The Cu/GNP nanocomposites were successfully fabricated by wet mixing followed by a classical powder metallurgy route. Raman analysis of the GNPs and microstructural observations confirm that ball milling is not an appropriate technique to disperse the GNPs within the copper matrix, whereas the wet mixing method has great potential to be used as a dispersion technique. Through wet mixing, the graphene nanoplatelets were randomly distributed within the matrix and most of the graphene was located at the copper grain boundaries, thus leading to grain refinement. During the compaction of the composite powder, the graphene nanoplatelets oriented preferentially perpendicular to the compaction direction, which implies that the produced composite might show anisotropic properties.
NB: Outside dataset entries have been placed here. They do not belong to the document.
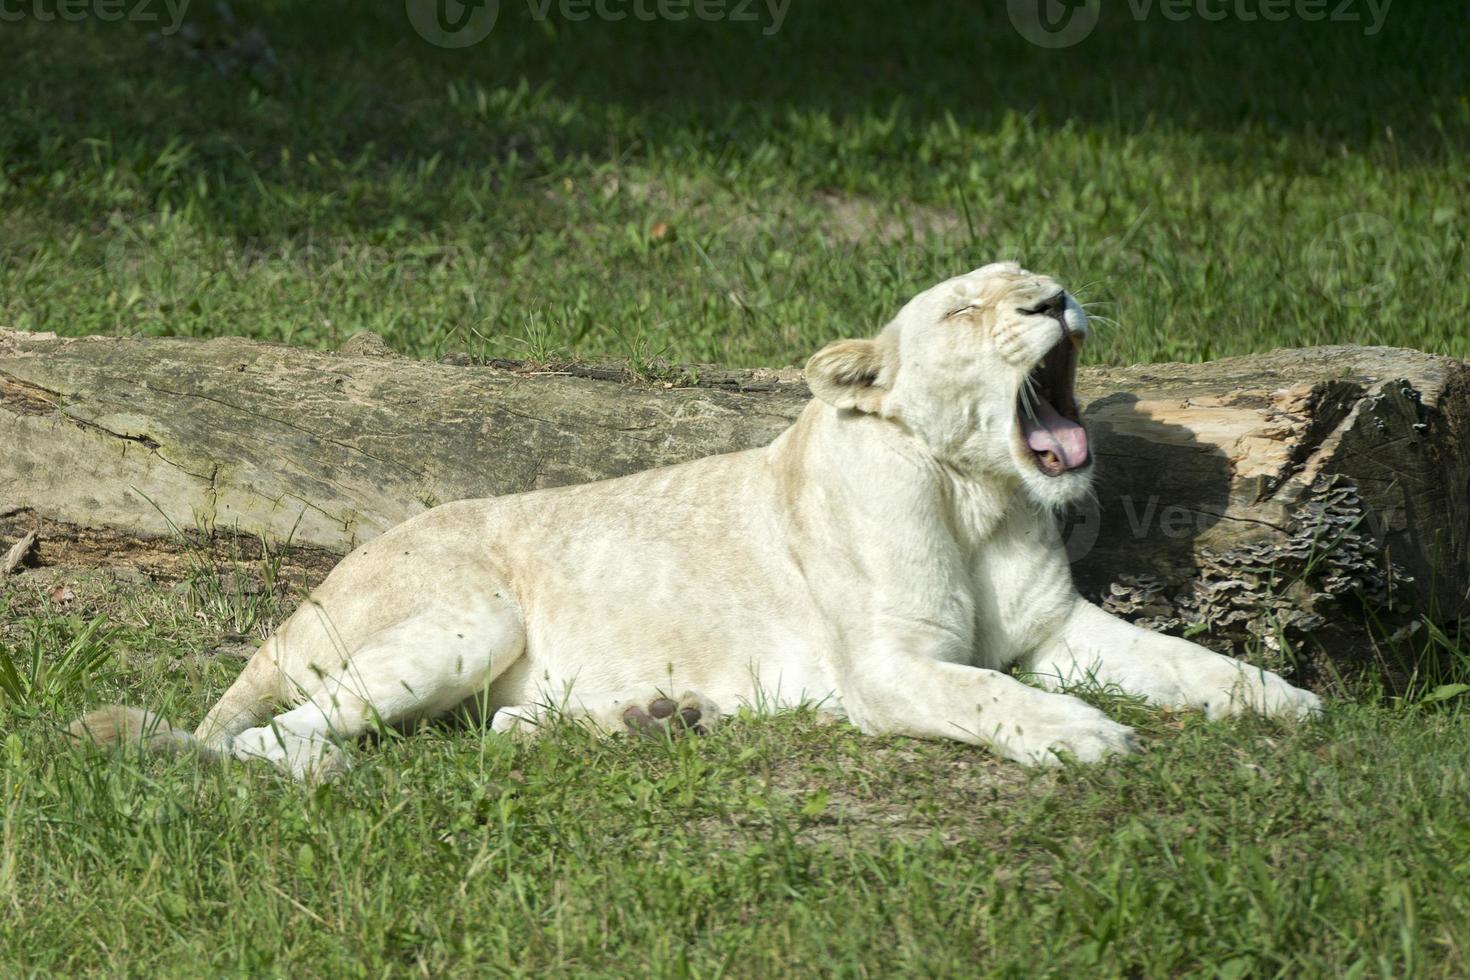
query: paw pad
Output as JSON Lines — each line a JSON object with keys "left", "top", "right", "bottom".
{"left": 623, "top": 693, "right": 712, "bottom": 738}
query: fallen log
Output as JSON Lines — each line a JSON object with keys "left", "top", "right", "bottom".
{"left": 2, "top": 329, "right": 1466, "bottom": 683}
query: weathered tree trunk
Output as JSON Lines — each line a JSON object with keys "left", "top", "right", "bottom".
{"left": 2, "top": 329, "right": 1466, "bottom": 682}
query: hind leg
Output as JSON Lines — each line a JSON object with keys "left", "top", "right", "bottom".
{"left": 233, "top": 606, "right": 525, "bottom": 780}
{"left": 193, "top": 638, "right": 285, "bottom": 749}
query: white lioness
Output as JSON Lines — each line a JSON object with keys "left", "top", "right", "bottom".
{"left": 74, "top": 263, "right": 1320, "bottom": 779}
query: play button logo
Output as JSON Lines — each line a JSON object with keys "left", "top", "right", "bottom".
{"left": 1007, "top": 0, "right": 1102, "bottom": 49}
{"left": 406, "top": 0, "right": 501, "bottom": 48}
By increasing the graphene content up to 8 vol %, apart from the locating of graphene at the grain boundaries, the nanoplatelets tend to form clusters and the number of agglomerates increases noticeably. By increasing the graphene content, the Vickers hardness of the composites increased as well as their elastic modulus, mainly owing to the grain refinement effect. The variation in the coefficient of thermal expansion of copper composites at different temperatures from 100 °C to 750 °C showed that the coefficient of thermal expansion of copper composites decreased by increasing the GNP content. On the other hand, it is found that the combination of grain refinement and porosity content were responsible for decreased electron and thermal conductivities. In addition, it was found that, through the addition of GNPs, it would be possible to produce a novel composite with almost high thermal and electrical conductivity together with low thermal expansion and density. Since the achieved results are desirable characteristics for the electronic packaging industry, this fabricated composite is one of the most interesting candidates for use in heat sink applications. All in all, it can be concluded that the fabrication of composites reinforced by GNPs faces several challenges, such as the dispersion of graphene at higher content levels, interfacial bonding between the copper and GNPs, and the preferred orientation of graphene during the fabrication process.